Well, the Ganglia graphs distinguish different types of errors (out-of-memory fatals, time limit fatals, miscellaneous fatals, exceptions, catchable fatals, and query errors). At present there is nothing that is more granular than that, private or public. The error log we consult is an undifferentiated stream of text.
However, it is an area of our code that could easily welcome contributions from the community. Hashar enabled error logging for the beta cluster, so labs is now a viable development environment for a generic error-processing solution.

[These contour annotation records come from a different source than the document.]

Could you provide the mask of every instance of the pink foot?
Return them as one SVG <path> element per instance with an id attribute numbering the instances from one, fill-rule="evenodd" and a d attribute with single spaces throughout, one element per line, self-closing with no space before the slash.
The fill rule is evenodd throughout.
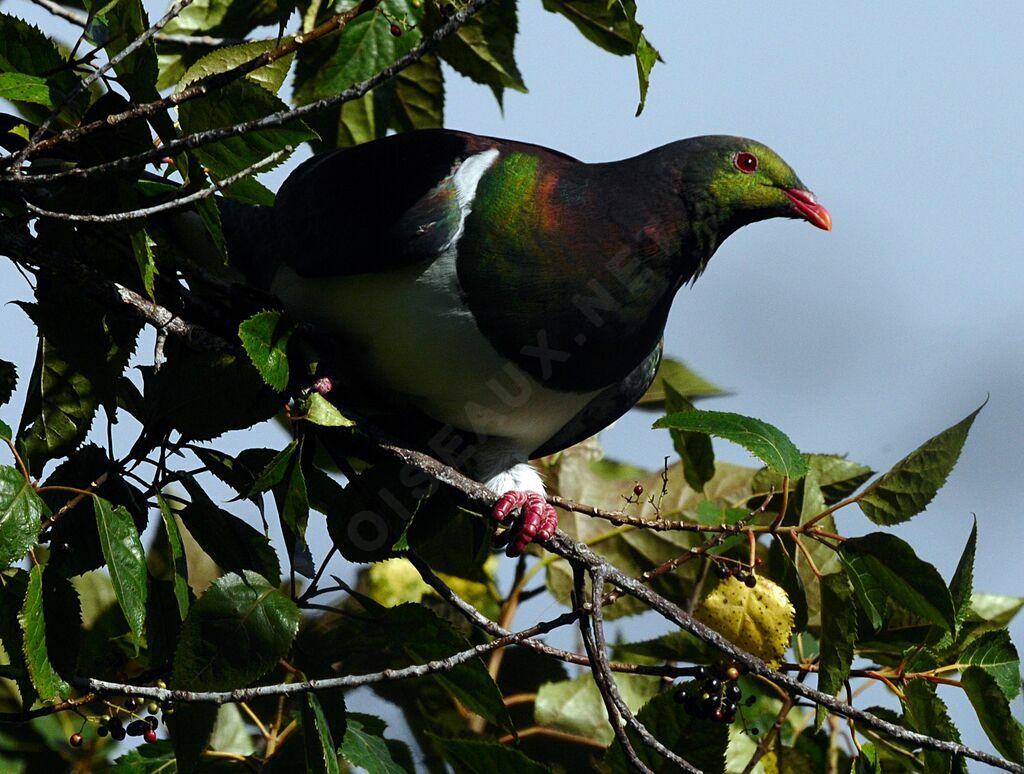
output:
<path id="1" fill-rule="evenodd" d="M 518 514 L 516 512 L 518 511 Z M 558 529 L 558 514 L 543 494 L 513 489 L 502 494 L 490 514 L 509 528 L 507 556 L 519 556 L 535 540 L 546 541 Z"/>

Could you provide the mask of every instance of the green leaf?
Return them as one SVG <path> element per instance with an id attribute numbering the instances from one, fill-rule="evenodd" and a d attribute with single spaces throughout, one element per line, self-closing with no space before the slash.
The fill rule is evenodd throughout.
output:
<path id="1" fill-rule="evenodd" d="M 315 693 L 307 693 L 302 707 L 302 736 L 306 744 L 306 771 L 310 774 L 341 774 L 337 745 L 327 715 Z"/>
<path id="2" fill-rule="evenodd" d="M 850 676 L 853 644 L 857 636 L 857 612 L 853 606 L 853 589 L 845 572 L 834 572 L 821 578 L 821 637 L 819 640 L 818 690 L 835 696 Z M 827 717 L 823 707 L 817 709 L 817 727 Z"/>
<path id="3" fill-rule="evenodd" d="M 108 774 L 177 774 L 174 747 L 165 739 L 140 744 L 115 759 Z"/>
<path id="4" fill-rule="evenodd" d="M 666 385 L 670 385 L 676 392 L 690 400 L 729 394 L 692 371 L 681 360 L 664 357 L 657 367 L 654 381 L 651 382 L 643 397 L 637 401 L 637 405 L 641 408 L 663 408 L 665 406 Z"/>
<path id="5" fill-rule="evenodd" d="M 211 691 L 249 685 L 288 654 L 299 618 L 295 603 L 255 572 L 217 578 L 181 626 L 172 685 Z"/>
<path id="6" fill-rule="evenodd" d="M 988 402 L 986 400 L 986 402 Z M 860 510 L 876 524 L 899 524 L 925 510 L 959 459 L 982 403 L 952 427 L 900 460 L 860 496 Z"/>
<path id="7" fill-rule="evenodd" d="M 10 400 L 10 396 L 14 394 L 16 386 L 17 367 L 12 362 L 0 359 L 0 405 Z M 0 437 L 4 440 L 10 440 L 14 437 L 7 425 L 3 425 L 2 427 L 3 429 L 0 429 Z"/>
<path id="8" fill-rule="evenodd" d="M 49 84 L 50 100 L 63 98 L 80 83 L 56 44 L 36 27 L 16 16 L 0 13 L 0 73 L 45 78 Z M 32 122 L 39 123 L 50 114 L 49 104 L 36 107 L 33 100 L 15 99 L 20 112 Z M 72 105 L 60 111 L 58 125 L 71 126 L 81 118 L 88 104 L 89 95 L 84 94 Z"/>
<path id="9" fill-rule="evenodd" d="M 22 471 L 0 465 L 0 567 L 19 560 L 36 543 L 44 508 Z"/>
<path id="10" fill-rule="evenodd" d="M 214 505 L 193 479 L 183 481 L 191 502 L 178 515 L 196 543 L 217 566 L 228 572 L 253 570 L 271 584 L 281 583 L 281 564 L 269 540 Z"/>
<path id="11" fill-rule="evenodd" d="M 38 698 L 26 661 L 25 634 L 18 621 L 28 588 L 29 573 L 25 570 L 16 569 L 0 574 L 0 642 L 3 643 L 10 668 L 15 670 L 13 680 L 17 684 L 24 707 L 32 706 Z"/>
<path id="12" fill-rule="evenodd" d="M 338 751 L 349 764 L 370 774 L 406 774 L 407 769 L 395 763 L 388 740 L 384 739 L 384 722 L 377 718 L 349 714 Z"/>
<path id="13" fill-rule="evenodd" d="M 991 675 L 1008 699 L 1016 698 L 1020 693 L 1020 656 L 1007 630 L 983 634 L 959 654 L 956 661 L 983 669 Z"/>
<path id="14" fill-rule="evenodd" d="M 547 774 L 551 771 L 515 747 L 499 744 L 497 741 L 444 739 L 434 734 L 428 734 L 427 738 L 444 752 L 445 761 L 457 772 L 494 774 L 514 771 L 516 774 Z"/>
<path id="15" fill-rule="evenodd" d="M 488 86 L 502 105 L 506 88 L 526 91 L 513 53 L 518 30 L 515 0 L 497 0 L 441 41 L 437 50 L 457 73 Z"/>
<path id="16" fill-rule="evenodd" d="M 1016 682 L 1019 691 L 1019 672 Z M 1020 728 L 1010 711 L 1009 696 L 995 678 L 980 666 L 968 666 L 961 674 L 961 686 L 978 714 L 978 720 L 989 741 L 1006 758 L 1014 763 L 1024 764 Z"/>
<path id="17" fill-rule="evenodd" d="M 414 4 L 412 0 L 384 0 L 379 7 L 386 13 L 361 13 L 339 35 L 300 48 L 295 71 L 295 101 L 303 104 L 337 94 L 409 53 L 423 39 L 420 29 L 423 5 Z M 395 37 L 391 35 L 388 15 L 406 18 L 414 27 Z"/>
<path id="18" fill-rule="evenodd" d="M 43 612 L 43 567 L 34 565 L 29 571 L 25 602 L 17 621 L 22 627 L 25 662 L 32 677 L 32 684 L 40 697 L 48 700 L 67 696 L 69 686 L 50 663 L 46 646 L 46 619 Z M 71 621 L 78 627 L 78 621 Z"/>
<path id="19" fill-rule="evenodd" d="M 51 110 L 60 101 L 49 81 L 23 73 L 0 73 L 0 98 L 12 102 L 34 102 Z"/>
<path id="20" fill-rule="evenodd" d="M 112 508 L 99 497 L 92 498 L 99 545 L 114 584 L 114 594 L 131 629 L 135 646 L 143 643 L 147 592 L 145 549 L 135 530 L 131 514 L 122 507 Z"/>
<path id="21" fill-rule="evenodd" d="M 249 428 L 281 410 L 248 357 L 193 349 L 169 339 L 159 372 L 142 369 L 147 423 L 170 425 L 190 440 Z"/>
<path id="22" fill-rule="evenodd" d="M 694 411 L 693 403 L 665 383 L 665 410 L 670 414 Z M 705 433 L 691 433 L 671 428 L 672 445 L 683 463 L 683 476 L 694 491 L 703 491 L 703 485 L 715 477 L 715 450 L 711 437 Z"/>
<path id="23" fill-rule="evenodd" d="M 657 50 L 643 35 L 636 20 L 635 0 L 544 0 L 546 10 L 561 13 L 575 25 L 584 37 L 606 51 L 636 58 L 640 81 L 640 104 L 643 111 L 651 68 L 660 58 Z"/>
<path id="24" fill-rule="evenodd" d="M 663 417 L 655 428 L 706 433 L 738 443 L 769 468 L 799 478 L 807 472 L 807 461 L 793 441 L 767 422 L 731 412 L 679 412 Z"/>
<path id="25" fill-rule="evenodd" d="M 156 301 L 155 286 L 157 281 L 157 263 L 153 256 L 153 249 L 157 243 L 150 239 L 145 228 L 136 228 L 131 234 L 131 249 L 135 254 L 135 262 L 138 264 L 138 273 L 142 277 L 142 287 L 151 301 Z"/>
<path id="26" fill-rule="evenodd" d="M 157 494 L 157 505 L 160 508 L 160 517 L 164 521 L 167 544 L 170 547 L 174 572 L 174 600 L 178 603 L 178 616 L 184 620 L 185 615 L 188 614 L 188 562 L 185 559 L 184 544 L 181 542 L 181 531 L 178 529 L 174 513 L 168 507 L 167 501 L 159 493 Z"/>
<path id="27" fill-rule="evenodd" d="M 615 674 L 614 677 L 623 700 L 633 712 L 657 693 L 657 678 L 628 674 Z M 534 720 L 540 726 L 584 736 L 602 744 L 610 744 L 614 739 L 604 701 L 590 674 L 542 685 L 534 703 Z"/>
<path id="28" fill-rule="evenodd" d="M 321 427 L 355 426 L 355 423 L 352 422 L 352 420 L 348 419 L 348 417 L 338 411 L 338 406 L 321 395 L 318 392 L 313 392 L 309 395 L 309 400 L 306 402 L 306 411 L 303 416 L 307 422 L 312 422 L 314 425 L 319 425 Z"/>
<path id="29" fill-rule="evenodd" d="M 246 43 L 240 43 L 234 46 L 222 46 L 221 48 L 216 48 L 200 58 L 199 61 L 185 71 L 181 80 L 178 81 L 176 91 L 183 91 L 186 86 L 190 86 L 204 78 L 209 78 L 212 75 L 233 70 L 239 64 L 255 59 L 260 54 L 266 51 L 271 51 L 274 48 L 278 48 L 278 46 L 291 41 L 292 37 L 289 36 L 281 39 L 274 38 L 271 40 L 254 40 Z M 288 71 L 292 67 L 292 59 L 294 57 L 294 53 L 282 56 L 280 59 L 275 59 L 269 64 L 264 64 L 258 70 L 254 70 L 251 73 L 246 74 L 246 78 L 249 78 L 259 86 L 262 86 L 271 94 L 276 94 L 281 91 L 281 87 L 284 85 L 285 79 L 288 77 Z"/>
<path id="30" fill-rule="evenodd" d="M 691 682 L 688 685 L 692 688 L 694 684 Z M 681 712 L 672 692 L 660 693 L 648 701 L 637 714 L 637 720 L 643 723 L 665 746 L 700 771 L 725 771 L 725 751 L 729 743 L 728 726 L 694 718 Z M 630 737 L 633 739 L 633 748 L 637 756 L 654 771 L 678 771 L 674 764 L 652 751 L 638 736 L 630 734 Z M 613 774 L 633 771 L 626 762 L 626 756 L 617 739 L 608 747 L 604 761 Z M 785 771 L 791 770 L 785 769 Z"/>
<path id="31" fill-rule="evenodd" d="M 958 742 L 959 732 L 949 719 L 945 703 L 935 692 L 935 686 L 924 680 L 911 680 L 903 691 L 903 711 L 909 727 L 913 731 L 933 736 L 936 739 Z M 925 771 L 928 774 L 956 772 L 968 774 L 963 758 L 953 758 L 948 752 L 925 749 Z"/>
<path id="32" fill-rule="evenodd" d="M 860 754 L 855 760 L 852 774 L 883 774 L 879 751 L 870 742 L 860 745 Z"/>
<path id="33" fill-rule="evenodd" d="M 216 93 L 183 102 L 178 107 L 178 118 L 181 130 L 191 134 L 254 121 L 284 110 L 287 105 L 281 99 L 243 78 L 217 89 Z M 315 133 L 296 120 L 281 127 L 228 137 L 197 148 L 194 153 L 215 179 L 222 180 L 271 154 L 286 147 L 296 148 L 312 137 Z M 279 166 L 284 160 L 285 157 L 282 157 L 273 165 L 262 167 L 260 173 Z M 232 183 L 226 188 L 226 193 L 247 204 L 273 204 L 273 195 L 252 176 Z"/>
<path id="34" fill-rule="evenodd" d="M 306 544 L 306 525 L 309 523 L 309 496 L 306 479 L 302 472 L 302 447 L 291 455 L 284 478 L 273 487 L 273 499 L 278 504 L 281 529 L 292 571 L 311 578 L 316 574 L 312 554 Z"/>
<path id="35" fill-rule="evenodd" d="M 293 330 L 278 310 L 257 312 L 239 326 L 239 338 L 253 365 L 278 392 L 288 387 L 288 339 Z"/>
<path id="36" fill-rule="evenodd" d="M 635 0 L 622 0 L 622 8 L 626 12 L 626 18 L 629 23 L 628 30 L 630 32 L 630 41 L 633 43 L 634 57 L 637 62 L 637 81 L 640 85 L 640 103 L 637 104 L 637 113 L 639 116 L 643 113 L 644 103 L 647 101 L 647 87 L 650 85 L 650 71 L 654 67 L 654 62 L 657 61 L 660 56 L 655 49 L 644 37 L 643 25 L 637 22 L 637 4 Z"/>
<path id="37" fill-rule="evenodd" d="M 871 532 L 851 538 L 840 549 L 851 582 L 869 575 L 894 602 L 927 618 L 947 632 L 956 626 L 952 599 L 942 576 L 928 562 L 918 558 L 913 549 L 894 534 Z"/>

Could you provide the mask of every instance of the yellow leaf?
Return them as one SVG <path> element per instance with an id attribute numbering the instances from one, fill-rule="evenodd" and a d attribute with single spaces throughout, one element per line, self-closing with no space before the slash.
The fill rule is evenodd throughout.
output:
<path id="1" fill-rule="evenodd" d="M 720 583 L 694 613 L 733 645 L 769 665 L 777 665 L 790 646 L 795 610 L 782 587 L 758 576 L 749 589 L 735 577 Z"/>

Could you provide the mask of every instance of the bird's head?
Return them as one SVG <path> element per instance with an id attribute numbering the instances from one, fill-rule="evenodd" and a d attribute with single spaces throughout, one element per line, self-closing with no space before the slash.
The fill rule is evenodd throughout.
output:
<path id="1" fill-rule="evenodd" d="M 684 140 L 682 195 L 711 201 L 731 231 L 766 218 L 803 218 L 831 230 L 828 210 L 767 145 L 743 137 L 714 135 Z"/>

Relevant code exists in two locations:
https://git.wikimedia.org/blob/operations%2Fpuppet.git/9792c164d10f9f9f20922... (this is the script that is emitting stats to Ganglia)
and
https://git.wikimedia.org/tree/mediawiki%2Ftools%2Ffluoride.git (set of regexps to parse the data even further; not currently used anywhere.)
I've been working on this in my spare time, but I'd be happy to provide mentorship, code review & deployment from interested contributors. If someone competent (a category which explicitly includes you, Brian!) wants to take over and "own" this problem, that's cool with me too.
There's a lot we could do in this area. It should be possible to probabilistically trace an error to the commit(s) that introduced it.